O resultado, depois de sete revisões constitucionais, é uma constituição com 296 artigos, saturada e palavrosa no texto mas, acima de tudo, usada de forma muitas vezes impertinente como arma no conflito político sobre políticas económicas e sociais. Não interessa saber se essa utilização é justa ou razoável – muitas vezes não é. O que interessa é que essa utilização simbólica e ruidosa na luta política só é possível por força do carácter demasiado carregado do seu texto.

O País precisa de uma nova e ampla depuração do texto constitucional capaz de tornar clara a seguinte diferença.
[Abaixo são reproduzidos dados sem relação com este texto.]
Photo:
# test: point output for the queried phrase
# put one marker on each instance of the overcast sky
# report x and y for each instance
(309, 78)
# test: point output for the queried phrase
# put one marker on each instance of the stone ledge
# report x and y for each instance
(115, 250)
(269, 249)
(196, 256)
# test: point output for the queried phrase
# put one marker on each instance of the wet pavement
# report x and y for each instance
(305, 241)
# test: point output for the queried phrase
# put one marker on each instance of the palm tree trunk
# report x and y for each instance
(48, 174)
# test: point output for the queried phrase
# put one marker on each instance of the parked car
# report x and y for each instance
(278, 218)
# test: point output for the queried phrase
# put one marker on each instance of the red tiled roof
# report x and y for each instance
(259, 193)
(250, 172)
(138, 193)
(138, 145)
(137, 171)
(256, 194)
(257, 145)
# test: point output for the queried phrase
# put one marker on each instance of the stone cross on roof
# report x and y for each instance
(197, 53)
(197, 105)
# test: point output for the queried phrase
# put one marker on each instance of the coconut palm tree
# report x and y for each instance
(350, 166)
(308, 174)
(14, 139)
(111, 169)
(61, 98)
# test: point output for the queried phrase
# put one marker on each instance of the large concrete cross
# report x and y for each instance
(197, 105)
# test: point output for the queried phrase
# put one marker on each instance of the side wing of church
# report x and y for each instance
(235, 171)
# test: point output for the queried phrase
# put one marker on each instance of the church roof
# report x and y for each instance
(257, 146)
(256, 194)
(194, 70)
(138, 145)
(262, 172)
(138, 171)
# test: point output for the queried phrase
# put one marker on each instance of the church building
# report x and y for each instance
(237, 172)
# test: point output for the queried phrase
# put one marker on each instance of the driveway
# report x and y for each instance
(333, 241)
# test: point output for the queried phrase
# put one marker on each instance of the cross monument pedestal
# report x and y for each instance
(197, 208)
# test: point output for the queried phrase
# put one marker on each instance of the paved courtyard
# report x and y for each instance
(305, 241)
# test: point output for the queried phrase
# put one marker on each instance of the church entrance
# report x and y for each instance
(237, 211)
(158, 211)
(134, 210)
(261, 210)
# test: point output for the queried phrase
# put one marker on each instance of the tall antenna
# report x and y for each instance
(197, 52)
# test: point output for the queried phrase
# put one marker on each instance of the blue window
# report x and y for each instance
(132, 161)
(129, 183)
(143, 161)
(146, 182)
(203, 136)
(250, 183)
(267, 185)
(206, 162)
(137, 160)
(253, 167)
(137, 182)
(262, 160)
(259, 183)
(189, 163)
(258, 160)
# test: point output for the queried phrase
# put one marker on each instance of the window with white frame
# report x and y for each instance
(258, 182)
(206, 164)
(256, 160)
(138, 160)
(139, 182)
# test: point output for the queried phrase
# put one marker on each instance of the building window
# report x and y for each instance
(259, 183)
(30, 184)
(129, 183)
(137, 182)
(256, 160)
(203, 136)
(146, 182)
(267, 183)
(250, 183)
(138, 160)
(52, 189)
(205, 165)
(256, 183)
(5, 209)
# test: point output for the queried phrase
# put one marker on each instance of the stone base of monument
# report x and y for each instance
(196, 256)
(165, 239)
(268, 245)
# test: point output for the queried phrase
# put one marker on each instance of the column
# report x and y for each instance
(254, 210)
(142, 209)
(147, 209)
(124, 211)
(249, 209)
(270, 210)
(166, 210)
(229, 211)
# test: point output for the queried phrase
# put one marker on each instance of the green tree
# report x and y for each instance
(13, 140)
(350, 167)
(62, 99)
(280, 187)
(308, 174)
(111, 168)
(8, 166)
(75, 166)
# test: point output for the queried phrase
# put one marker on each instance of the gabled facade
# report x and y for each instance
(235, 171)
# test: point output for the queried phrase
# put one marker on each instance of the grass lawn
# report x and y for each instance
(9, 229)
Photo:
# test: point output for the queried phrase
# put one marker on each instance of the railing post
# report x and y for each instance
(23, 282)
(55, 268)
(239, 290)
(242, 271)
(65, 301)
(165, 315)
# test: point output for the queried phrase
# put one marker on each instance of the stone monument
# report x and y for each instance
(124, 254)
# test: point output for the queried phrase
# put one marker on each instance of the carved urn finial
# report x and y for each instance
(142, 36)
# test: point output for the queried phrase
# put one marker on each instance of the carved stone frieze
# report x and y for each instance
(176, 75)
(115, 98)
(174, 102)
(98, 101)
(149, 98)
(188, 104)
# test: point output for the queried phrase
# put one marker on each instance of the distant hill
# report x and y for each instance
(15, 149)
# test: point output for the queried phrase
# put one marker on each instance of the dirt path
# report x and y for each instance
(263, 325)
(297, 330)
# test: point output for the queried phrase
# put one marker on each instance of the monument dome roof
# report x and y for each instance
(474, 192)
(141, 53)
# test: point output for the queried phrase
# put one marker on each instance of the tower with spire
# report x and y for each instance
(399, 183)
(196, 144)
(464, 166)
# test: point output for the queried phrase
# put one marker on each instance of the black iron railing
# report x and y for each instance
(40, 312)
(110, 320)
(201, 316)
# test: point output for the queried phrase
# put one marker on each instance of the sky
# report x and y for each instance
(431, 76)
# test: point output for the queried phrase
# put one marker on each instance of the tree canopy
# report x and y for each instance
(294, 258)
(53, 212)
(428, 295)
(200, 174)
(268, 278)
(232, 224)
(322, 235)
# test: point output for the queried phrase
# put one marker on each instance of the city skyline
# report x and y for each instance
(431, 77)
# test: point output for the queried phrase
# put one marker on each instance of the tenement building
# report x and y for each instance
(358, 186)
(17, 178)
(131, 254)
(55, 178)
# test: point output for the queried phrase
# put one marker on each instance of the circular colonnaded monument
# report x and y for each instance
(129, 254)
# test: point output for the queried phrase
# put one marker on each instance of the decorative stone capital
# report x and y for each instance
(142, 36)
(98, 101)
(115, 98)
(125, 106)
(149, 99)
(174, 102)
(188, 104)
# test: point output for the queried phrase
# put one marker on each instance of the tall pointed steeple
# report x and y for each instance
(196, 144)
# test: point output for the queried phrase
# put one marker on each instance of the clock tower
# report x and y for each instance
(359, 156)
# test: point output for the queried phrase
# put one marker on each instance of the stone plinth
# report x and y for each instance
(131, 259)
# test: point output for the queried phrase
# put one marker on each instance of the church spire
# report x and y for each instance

Por exemplo: “O Estado garante um sistema público de saúde universal e tendencialmente gratuito” é uma norma constitucional; já “O Serviço Nacional de Saúde tem gestão descentralizada e participada” é uma opção de política que deve caber ao legislador democraticamente eleito. A pergunta decisiva deveria ser simples: uma norma protege uma liberdade, organiza um poder, garante uma instituição essencial ou fixa uma condição estrutural do Estado de direito? Se não o faz, talvez não pertença à Constituição.

Só depois deste trabalho de depuração constitucional – que não sugere, note-se, a defesa de qualquer Constituição “mínima” ou contrária ao reconhecimento de direitos sociais – só depois disso fará sentido a segunda pergunta: então, o que está a faltar ao atual texto? Decerto que, em 2026, se torna necessário responder a muitas lacunas: faltam regras sobre direitos na esfera digital, sobre sustentabilidade financeira, sobre a legitimidade do confinamento de cidadãos por motivos de saúde pública, sobre os limites à atividade de entidades reguladoras independentes (e à sua proliferação em novos domínios de regulação do Estado) ou sobre o acesso ao sistema de justiça constitucional.

Mas, em primeiro lugar, a revisão constitucional tem de assumir com clareza que o texto constitucional envelheceu mesmo sob muitos aspetos e já não basta uma intervenção de bisturi. É necessário distinguir entre o que nela é essencial e o que é histórico, e devolver ao texto a autoridade que lhe está a escassear.